Citation
Weinberger, David. 2008. Everything is miscellaneous: The power of the new digital disorder. New York: Holt. (Amazon)
His Twitter account: twitter.com/dweinberger
In the mess left by the department store sales (first order mess) and incompatibility of the patients records (second order mess) we “feel better” when they are fixed up to the original state of order, because that is how they are organized. In the third order, the digital miscellany, the mess is a “Virtue.” As a matter of fact, the mess becomes its own order as we add metadata to our digital miscellaneous files. As the metadata is added by different users, the database generates value to the individual users just by what they need out of it. Flickr and Delicious is a mess but to each user they have their own great potential.
scribbling in the white space means drawing the organizational chart. We tend to think that simple orderly command-control structure is a good thing… well it was back in the 1800’s. command-control centers are outdated themselves. The map that shows the true organizational connections is often messy, because, if you think about it, one person at work has a working relationship with multiple people and often it is not his/her immediate supervisor. Those connections in turn create their own network with clusters of people surrounding those who do the most work in the organization.

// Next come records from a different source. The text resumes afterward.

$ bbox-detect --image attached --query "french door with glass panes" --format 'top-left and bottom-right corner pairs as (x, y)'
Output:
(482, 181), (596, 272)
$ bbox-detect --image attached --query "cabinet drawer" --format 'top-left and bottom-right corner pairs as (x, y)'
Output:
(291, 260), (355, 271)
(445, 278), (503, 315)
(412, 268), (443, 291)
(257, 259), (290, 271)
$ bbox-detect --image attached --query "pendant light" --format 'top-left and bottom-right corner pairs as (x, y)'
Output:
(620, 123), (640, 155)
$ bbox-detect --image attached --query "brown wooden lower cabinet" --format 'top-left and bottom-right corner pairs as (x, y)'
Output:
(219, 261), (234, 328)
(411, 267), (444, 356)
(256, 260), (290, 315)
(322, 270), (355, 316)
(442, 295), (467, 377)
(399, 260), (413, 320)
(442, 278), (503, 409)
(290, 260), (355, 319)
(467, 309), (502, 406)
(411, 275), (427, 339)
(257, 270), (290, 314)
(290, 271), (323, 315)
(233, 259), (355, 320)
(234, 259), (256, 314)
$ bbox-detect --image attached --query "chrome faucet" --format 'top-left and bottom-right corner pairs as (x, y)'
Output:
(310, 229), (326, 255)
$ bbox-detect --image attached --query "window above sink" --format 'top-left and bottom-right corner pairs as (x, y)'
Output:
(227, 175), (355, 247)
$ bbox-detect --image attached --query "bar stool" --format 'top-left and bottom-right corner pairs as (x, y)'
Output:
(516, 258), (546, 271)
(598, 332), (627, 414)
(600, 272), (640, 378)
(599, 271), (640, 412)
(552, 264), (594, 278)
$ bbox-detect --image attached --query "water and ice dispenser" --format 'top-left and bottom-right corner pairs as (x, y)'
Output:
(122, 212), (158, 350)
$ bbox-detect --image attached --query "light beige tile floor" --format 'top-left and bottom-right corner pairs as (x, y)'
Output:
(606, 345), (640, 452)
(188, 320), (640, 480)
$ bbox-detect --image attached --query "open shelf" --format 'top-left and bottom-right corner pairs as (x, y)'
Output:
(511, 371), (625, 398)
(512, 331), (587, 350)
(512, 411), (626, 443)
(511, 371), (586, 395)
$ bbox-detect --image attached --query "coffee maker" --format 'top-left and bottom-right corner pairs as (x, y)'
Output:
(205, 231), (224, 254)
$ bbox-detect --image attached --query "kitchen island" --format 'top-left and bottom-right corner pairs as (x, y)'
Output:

This is where we truly see how the organization operates.
Organization vs. Messiness: it is personal vs. shared. We tend to be messy during the project, often we don’t have enough visual intelligence for strong organization, but we need to find that strong continuum between access and order. Access vs. order, sometimes organization is limiting for access. photography archive – is put away in a dry dark cold area to decrease the decay of the photographs, but restricts access to it.